Anyone have any experience using pollen sub this way? I am reluctant to make "wet" pollen sub this time of year due to risking a Small Hive Beetle invasion.


----------



## Vance G (Jan 6, 2011)

Sounds like its working! Why change. I woud add more and keep feeding. I am so delighted I don't have that pest to deal with.


----------



## Saltybee (Feb 9, 2012)

recall a Michael Palmer (if I recall correctly, 50 /50 chance) video where he did just that for a cell builder.


----------



## GSkip (Dec 28, 2014)

Brad 

I'm across the state line in the the Florida panhandle so we have similar weather. To keep down the potential of inviting SHB I place the dry pollen sub in a chicken feeder fifty yards or so away from the hives. The type I use is made to be used outside and keeps the pollen sub dry. If they need it they will find it. If they are able to get to it deer will eat it also they love it so beware.


----------



## Brad Bee (Apr 15, 2013)

Thanks for the replies. Vance I don't know if it's working or not. I initially gave each split a frame with enough pollen in it to likely raise what brood they've got capped.
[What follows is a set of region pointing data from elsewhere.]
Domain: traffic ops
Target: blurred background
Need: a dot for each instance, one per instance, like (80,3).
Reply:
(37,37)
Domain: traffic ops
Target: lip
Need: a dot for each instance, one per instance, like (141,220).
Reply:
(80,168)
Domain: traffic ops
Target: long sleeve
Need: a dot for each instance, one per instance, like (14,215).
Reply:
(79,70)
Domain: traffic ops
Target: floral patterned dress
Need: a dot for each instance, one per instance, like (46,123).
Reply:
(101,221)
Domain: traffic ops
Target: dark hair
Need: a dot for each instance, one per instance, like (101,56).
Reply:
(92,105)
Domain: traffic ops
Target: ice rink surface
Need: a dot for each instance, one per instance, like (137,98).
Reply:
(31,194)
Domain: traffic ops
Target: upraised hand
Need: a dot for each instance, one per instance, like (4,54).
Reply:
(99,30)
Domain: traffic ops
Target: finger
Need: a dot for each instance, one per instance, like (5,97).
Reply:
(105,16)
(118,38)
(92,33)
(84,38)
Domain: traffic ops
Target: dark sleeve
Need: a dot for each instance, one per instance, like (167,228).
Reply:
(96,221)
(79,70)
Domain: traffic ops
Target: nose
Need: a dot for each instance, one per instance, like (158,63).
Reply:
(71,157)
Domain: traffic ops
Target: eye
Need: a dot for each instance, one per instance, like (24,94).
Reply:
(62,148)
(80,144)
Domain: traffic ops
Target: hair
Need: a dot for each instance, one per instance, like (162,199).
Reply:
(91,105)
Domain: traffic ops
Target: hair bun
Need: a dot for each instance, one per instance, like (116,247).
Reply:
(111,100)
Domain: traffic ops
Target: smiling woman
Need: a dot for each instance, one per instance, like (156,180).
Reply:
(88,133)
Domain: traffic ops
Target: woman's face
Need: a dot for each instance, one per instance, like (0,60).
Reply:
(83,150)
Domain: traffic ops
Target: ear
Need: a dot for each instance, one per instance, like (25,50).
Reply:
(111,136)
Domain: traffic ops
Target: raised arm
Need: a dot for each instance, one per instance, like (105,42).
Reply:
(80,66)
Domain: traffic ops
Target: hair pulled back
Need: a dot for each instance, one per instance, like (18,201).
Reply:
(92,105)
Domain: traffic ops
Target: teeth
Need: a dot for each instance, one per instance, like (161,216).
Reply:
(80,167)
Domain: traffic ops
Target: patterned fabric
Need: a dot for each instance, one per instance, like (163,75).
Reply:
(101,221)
Salty, I remember a video of MP putting collected pollen into a frame. I don't remember seeing him put dry pollen sub in one. He may have and I might not have seen that video. If you find it, post it up please.

GSkip, I am going to put a feeder up for the sub. I'd like to see a picture of what you are using. The reason I put it straight into the comb was to maybe give them a head start.


----------



## squarepeg (Jul 9, 2010)

Brad Bee said:


> I checked the splits today and they all had 2-3 frames of capped brood in them.


:thumbsup:

i've put dry sub out on an outer cover turned upside down and it worked great.


----------



## squarepeg (Jul 9, 2010)

as an afterthought if you put it outside your nucs will be competing with the big colonies for it. i would consider giving all of that capped brood a chance to emerge and then giving them patties small enough that they can consume them pretty quick, especially if you have beetle blasters in the hives.


----------



## Brad Bee (Apr 15, 2013)

Thanks for the info. What kind of sub did you use SP?

These are the Frost queens. So far so good. They are nice long queens and are laying a very good pattern.


----------



## Billboard (Dec 28, 2014)

Brad a 2ft piece of 4inch pvc with a end cap hung from a tree works good too. You cab also add the square opening cap to keep it dry also.


----------



## squarepeg (Jul 9, 2010)

Brad Bee said:


> What kind of sub did you use SP?


it's been a few years, but i think it was called ultra bee by mann lake.

after thinking more about during the day, 3 frames of capped brood should be 6 frames of bees soon. you may already have a decent enough population in those hive to get them to mid august and see what happens with the goldenrod this year.


----------



## Brad Bee (Apr 15, 2013)

Thanks for the suggestion Billboard.

That's right SP. I'll just have to wait and see. If it doesn't start raining soon.....


----------